Партия решила временно послать меня «на травку». Мне подыскали место на конном заводе полковника барона фон Иезерица, владельца большого поместья возле В. в Померании.

Моя новая работа мне очень нравилась. Лошади были прекрасные, холеные, в конюшнях — современное оборудование. Полковник барон фон Иезериц (хотя он больше и не служил в армии, все величали его господином полковником) поддерживал у себя на заводе железную дисциплину. Это был высокий худой человек с обветренным лицом, изрезанным морщинами. Нижняя челюсть у него сильно выдавалась вперед, и — удивительно! — это делало его похожим на лошадь. За спиной конюхи называли фон Иезерица Стальной Мордой. Я так и не узнал, из-за чего он получил эту кличку — то ли из-за своей нижней челюсти, то ли из-за глаз. Глаза его, казалось бы, ничем особенным не отличались. Обыкновенные голубые глаза. Но стоило ему внезапно остановить на вас взгляд и — словно он поворачивал выключатель — они наполнялись каким-то невыразимым светом.

Уже три месяца я находился у него на службе, а он еще ни разу не заговорил со мной. Я думал, что он вообще не знает о моем существовании, ведь нанимал меня его управляющий, — и вдруг однажды после полудня, когда я поправлял на пастбище какую-то загородку, я услышал за спиной знакомый звук копыт его лошади. Кто-то щелкнул языком, и неожиданно вороная лошадь выросла передо мной — рослая, стройная, с перекатывающимися под лоснящейся кожей желваками мышц.

— Ланг!

Я вытянулся в струнку. От моего резкого движения лошадь насторожилась. Фон Иезериц ласково потрепал ее и, не глядя на меня, словно он разговаривал сам с собой, сказал:

— У меня есть маленькая ферма в Мариентале... Она совсем заброшена...

Он замолчал, я ждал продолжения.

— Я подумал, — вновь заговорил он с отсутствующим видом, как будто и впрямь размышляя вслух: — если земля еще кормит, почему бы не выхаживать там несколько лошадей.

Он опустил хлыст и концом его осторожно погладил лошадь между ушей.

— При жизни моего отца там держали лошадей. Но никто никогда не хотел там жить... Это паршивое место. Повсюду вода. Строения в жалком состоянии, земли тоже. Надо все привести в порядок, надо возродить эту землю...

Он приподнял хлыст, и его невыносимые голубые глаза остановились на мне.

— Ясно тебе?

— Так точно, господин полковник.

Подождав немного, он отвел от меня взгляд. Я почувствовал облегчение.

— Я подумал о тебе.

Он почесал у себя за ухом рукояткой хлыста и сухо произнес:

— Вот мои условия: сначала я дам тебе двух людей.
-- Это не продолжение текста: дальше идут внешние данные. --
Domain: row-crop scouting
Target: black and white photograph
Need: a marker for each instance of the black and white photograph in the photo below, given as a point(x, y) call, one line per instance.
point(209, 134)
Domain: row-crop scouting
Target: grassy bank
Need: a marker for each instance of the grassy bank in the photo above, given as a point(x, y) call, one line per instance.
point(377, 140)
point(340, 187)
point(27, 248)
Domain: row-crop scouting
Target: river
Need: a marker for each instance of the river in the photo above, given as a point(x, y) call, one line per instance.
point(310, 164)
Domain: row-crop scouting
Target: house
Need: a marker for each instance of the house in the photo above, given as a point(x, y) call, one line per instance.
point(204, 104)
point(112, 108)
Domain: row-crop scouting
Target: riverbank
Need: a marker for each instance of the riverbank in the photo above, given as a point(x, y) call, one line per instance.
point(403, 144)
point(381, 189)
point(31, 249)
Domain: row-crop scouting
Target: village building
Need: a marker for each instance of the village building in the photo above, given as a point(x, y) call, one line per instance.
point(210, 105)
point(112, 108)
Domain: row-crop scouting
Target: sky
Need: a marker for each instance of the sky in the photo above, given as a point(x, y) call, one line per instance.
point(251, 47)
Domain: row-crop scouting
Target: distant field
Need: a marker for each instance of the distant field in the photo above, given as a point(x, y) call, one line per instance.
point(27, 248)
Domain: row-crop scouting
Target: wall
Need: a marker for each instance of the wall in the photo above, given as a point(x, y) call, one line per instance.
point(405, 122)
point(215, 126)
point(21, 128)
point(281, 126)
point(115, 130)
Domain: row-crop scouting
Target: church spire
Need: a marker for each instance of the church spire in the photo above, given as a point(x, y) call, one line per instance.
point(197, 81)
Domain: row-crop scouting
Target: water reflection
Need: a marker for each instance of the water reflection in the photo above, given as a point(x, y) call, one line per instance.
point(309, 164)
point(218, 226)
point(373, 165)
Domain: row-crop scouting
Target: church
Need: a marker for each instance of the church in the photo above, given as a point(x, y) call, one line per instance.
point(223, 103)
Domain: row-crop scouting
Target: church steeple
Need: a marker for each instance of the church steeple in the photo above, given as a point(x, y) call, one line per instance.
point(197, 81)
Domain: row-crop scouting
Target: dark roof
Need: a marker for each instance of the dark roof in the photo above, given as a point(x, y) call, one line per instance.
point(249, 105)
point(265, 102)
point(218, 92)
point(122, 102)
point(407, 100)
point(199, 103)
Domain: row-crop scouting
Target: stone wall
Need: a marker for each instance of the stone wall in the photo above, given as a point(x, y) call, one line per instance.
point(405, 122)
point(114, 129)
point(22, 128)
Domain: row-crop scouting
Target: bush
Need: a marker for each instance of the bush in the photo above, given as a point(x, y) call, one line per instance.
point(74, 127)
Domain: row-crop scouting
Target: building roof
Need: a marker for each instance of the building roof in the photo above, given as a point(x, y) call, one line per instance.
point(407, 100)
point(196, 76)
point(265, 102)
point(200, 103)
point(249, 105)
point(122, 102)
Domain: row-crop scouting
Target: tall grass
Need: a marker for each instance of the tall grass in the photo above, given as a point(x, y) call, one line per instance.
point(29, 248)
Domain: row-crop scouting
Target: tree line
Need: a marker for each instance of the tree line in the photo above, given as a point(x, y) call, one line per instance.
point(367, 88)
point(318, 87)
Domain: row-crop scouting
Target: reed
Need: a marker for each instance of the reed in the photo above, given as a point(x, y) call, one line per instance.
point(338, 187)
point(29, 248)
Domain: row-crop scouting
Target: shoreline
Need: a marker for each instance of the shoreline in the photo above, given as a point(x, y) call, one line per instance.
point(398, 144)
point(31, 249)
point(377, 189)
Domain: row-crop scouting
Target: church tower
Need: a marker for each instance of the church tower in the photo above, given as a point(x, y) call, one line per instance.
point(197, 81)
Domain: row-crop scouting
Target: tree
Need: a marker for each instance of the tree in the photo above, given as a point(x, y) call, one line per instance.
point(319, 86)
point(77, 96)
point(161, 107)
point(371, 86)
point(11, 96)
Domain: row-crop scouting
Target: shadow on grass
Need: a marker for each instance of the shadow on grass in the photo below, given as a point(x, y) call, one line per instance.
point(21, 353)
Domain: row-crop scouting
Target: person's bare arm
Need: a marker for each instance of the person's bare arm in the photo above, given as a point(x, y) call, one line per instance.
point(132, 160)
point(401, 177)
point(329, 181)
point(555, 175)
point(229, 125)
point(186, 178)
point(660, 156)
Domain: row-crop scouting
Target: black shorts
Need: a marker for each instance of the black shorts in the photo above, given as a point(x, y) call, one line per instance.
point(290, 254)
Они помогут все восстановить. Получать это время будешь столько же, сколько и теперь. Если тебе удастся там обосноваться, я переведу на ферму несколько лошадей. Дам еще свинью, кур и семян. Там есть пахотная земля. Все, что ты сможешь выжать из пашни, свиньи, птицы и двух рощ, прилегающих к ферме, — твое. Что сможешь добыть охотой — тоже твое. Но помни, как только устроишься, — больше ни пфеннига! Слышишь? Ни пфеннига!

Он взмахнул хлыстом, обрушил на меня свой разящий взгляд и неожиданно яростно крикнул:

— Ни пфеннига!

— Так точно, господин полковник! — ответил я.

Помолчав, он снова заговорил, но уже более спокойным тоном.

— Подожди соглашаться. Возьми лошадь и поезжай на ферму. Когда все посмотришь — скажешь.

— Сейчас, господин полковник?

— Сейчас. И скажи Георгу, чтобы дал тебе сапоги — понадобятся.

Он дернул за уздечку и с места рванул лошадь в галоп. Я вернулся в барак и сказал Георгу, что фон Иезериц посылает меня в Мариенталь. Георг посмотрел на меня, сощурил глаза и, покачав головой, с таинственным видом сказал:

— Так это тебя...

Он усмехнулся, показав испорченные зубы, и сразу словно постарел.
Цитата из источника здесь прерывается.